What is the expected lifetime of $A$?

I think is is $\int_0^\infty {xf(x)dx}$ but I am not sure.
Suppose system works as long as at least one component works. What is the expected time until the system fails?

Is it $3$ times of expected lifetime of $A$?

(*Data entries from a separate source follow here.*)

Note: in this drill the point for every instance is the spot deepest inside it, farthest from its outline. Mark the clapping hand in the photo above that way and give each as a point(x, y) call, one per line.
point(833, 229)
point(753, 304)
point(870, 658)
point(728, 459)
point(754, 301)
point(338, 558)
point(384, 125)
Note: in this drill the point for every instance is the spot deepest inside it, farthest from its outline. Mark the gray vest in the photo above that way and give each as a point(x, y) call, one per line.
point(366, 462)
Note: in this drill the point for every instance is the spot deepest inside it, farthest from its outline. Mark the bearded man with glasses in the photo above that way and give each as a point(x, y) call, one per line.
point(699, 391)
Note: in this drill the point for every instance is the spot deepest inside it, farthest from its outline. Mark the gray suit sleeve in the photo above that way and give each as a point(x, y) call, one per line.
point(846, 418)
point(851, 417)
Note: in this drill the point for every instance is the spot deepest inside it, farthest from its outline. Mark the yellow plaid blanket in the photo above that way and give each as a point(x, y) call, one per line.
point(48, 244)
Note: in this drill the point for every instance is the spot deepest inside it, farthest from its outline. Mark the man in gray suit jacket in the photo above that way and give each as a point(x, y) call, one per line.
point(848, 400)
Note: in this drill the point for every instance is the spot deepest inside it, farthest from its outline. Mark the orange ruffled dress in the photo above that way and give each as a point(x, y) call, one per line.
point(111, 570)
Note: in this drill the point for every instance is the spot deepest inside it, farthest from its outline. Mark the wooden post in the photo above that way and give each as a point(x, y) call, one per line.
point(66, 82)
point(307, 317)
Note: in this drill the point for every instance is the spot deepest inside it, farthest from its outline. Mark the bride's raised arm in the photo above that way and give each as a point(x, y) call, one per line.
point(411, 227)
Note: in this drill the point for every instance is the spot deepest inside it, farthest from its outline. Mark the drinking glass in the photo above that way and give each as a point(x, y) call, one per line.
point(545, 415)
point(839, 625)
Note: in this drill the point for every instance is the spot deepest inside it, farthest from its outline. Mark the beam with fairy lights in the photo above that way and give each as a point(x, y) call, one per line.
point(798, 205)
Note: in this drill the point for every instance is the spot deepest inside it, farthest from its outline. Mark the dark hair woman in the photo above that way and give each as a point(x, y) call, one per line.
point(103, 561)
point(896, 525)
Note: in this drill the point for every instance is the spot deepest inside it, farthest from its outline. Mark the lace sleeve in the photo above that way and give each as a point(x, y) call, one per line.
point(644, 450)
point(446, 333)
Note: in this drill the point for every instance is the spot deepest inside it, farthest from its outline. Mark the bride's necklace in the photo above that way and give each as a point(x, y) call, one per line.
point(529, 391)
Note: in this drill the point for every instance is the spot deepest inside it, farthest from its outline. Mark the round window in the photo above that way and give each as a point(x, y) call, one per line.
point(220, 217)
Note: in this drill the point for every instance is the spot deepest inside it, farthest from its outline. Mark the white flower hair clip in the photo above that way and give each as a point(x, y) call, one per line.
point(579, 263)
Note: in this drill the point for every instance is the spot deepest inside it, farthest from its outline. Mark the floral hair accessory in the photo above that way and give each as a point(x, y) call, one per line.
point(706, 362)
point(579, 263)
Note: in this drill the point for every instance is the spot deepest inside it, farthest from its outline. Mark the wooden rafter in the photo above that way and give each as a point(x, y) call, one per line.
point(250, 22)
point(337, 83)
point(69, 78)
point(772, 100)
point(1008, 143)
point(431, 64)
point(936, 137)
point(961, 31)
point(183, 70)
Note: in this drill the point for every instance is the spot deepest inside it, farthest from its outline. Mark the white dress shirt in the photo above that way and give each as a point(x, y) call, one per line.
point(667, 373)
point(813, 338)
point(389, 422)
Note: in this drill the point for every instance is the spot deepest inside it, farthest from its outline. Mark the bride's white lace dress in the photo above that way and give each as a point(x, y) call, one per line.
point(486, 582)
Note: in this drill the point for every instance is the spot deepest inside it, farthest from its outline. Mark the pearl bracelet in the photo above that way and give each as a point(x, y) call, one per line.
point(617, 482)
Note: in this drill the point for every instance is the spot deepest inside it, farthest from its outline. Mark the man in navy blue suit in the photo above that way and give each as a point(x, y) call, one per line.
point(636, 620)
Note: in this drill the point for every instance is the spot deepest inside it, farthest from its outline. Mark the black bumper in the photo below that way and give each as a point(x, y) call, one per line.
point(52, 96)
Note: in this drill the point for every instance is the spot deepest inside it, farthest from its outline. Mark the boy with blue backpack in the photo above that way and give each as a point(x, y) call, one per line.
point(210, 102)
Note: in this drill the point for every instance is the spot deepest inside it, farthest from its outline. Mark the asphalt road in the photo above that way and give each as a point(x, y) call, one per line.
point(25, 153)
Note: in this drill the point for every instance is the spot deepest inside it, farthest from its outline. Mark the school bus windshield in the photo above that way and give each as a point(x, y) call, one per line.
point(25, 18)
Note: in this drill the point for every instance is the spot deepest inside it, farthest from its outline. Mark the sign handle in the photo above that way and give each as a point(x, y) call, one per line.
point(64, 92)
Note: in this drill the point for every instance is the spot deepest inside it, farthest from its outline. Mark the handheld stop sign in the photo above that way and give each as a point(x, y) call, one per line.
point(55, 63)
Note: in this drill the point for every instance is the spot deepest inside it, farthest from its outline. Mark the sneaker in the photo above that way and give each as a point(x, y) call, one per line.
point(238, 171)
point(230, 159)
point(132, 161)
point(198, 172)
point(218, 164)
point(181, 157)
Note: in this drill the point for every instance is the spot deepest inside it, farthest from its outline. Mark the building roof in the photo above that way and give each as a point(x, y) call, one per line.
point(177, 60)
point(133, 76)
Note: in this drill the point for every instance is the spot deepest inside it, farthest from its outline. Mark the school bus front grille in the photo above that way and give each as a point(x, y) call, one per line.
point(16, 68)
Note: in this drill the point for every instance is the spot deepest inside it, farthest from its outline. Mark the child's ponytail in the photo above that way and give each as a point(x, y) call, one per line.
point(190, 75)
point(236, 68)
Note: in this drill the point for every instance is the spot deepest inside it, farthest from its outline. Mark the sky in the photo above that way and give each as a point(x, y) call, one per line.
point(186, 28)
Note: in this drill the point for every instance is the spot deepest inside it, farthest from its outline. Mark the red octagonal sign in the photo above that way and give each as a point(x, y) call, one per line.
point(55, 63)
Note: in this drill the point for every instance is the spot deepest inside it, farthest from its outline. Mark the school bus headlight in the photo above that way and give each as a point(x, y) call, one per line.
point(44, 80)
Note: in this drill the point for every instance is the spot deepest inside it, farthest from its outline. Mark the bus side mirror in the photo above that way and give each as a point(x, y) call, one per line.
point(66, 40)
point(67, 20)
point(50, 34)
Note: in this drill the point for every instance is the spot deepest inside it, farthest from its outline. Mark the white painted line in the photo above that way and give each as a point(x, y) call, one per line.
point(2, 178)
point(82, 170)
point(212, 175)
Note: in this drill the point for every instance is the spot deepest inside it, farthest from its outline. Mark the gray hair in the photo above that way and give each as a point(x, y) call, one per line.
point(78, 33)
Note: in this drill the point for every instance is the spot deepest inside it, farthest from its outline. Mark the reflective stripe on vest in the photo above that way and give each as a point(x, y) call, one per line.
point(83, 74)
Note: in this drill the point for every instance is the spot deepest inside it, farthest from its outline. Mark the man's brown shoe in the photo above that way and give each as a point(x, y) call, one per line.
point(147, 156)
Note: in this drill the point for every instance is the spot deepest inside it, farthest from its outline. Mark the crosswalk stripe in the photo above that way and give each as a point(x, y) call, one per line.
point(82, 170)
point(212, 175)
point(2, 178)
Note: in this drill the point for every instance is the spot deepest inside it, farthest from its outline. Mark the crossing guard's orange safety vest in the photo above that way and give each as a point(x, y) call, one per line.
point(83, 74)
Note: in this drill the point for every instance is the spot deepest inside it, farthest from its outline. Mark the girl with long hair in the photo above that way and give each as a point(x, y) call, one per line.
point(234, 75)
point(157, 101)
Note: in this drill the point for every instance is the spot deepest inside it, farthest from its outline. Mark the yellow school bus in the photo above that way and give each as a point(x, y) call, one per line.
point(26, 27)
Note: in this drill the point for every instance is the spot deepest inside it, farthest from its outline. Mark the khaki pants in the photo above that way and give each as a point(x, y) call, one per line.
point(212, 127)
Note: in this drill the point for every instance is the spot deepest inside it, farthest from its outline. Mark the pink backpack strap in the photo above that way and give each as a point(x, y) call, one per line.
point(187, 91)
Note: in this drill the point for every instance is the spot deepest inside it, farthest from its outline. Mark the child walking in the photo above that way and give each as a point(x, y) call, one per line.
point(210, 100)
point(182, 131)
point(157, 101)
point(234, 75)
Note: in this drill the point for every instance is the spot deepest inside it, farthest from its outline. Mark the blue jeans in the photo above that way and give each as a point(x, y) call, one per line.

The distribution given by $f(x)$ is $\exp(λ=1/200)$. So,

Its expected value is equal to $$E[A]=\frac1{1/λ}=200$$ see here. If you want to calculate it directly without using this, then yes your formula $$E[A]=\int_{0}^{+\infty}xf(x)dx$$ is correct.
Now, for your second question, denote with $X_1$ the minimum, with $X_2$ the middle and with $X_3$ the maximum lifetime of the three components. As is already mentioned you need to calculate $E[X_3]$. We will use that the minimum of $n$ iid $\exp(λ)$ random variables has again the exponential distribution with parameter $nλ$, see here. Write $$E[X_3]=E[X_1+(X_2-X_1)+(X_3-X_2)]=E[X_1]+E[X_2-X_1]+E[X_3-X_2]$$ by linearity of expectation. Now,
1. $X_1$ is the minimum of $3$ iid $\exp(λ)$ hence $X_1\sim\exp(3λ)$ and
2. $X_2-X_1$ is distributed as (by the memoryless property of the exponential) as the minimum of $2$ iid $\exp(λ)$, hence $X_2-X_1\sim \exp(2λ)$. Why is that? Because after $X_1$ is realized, you have two more components running. By the memoryless property of the exponential distribution, the remaining lifetime of each of the components is again exponentially distributed. So, $X_2-X_1$ is just the time that the minimum of $2$ iid exponentials will be realised.
3. By the same argument $X_3-X_2$ is distributed as $X_3-X_2\sim\exp(λ)$.

So, $$E[X_3]=\frac1{3λ}+\frac1{2λ}+\frac1{λ}=\frac{200}3+\frac{200}2+200$$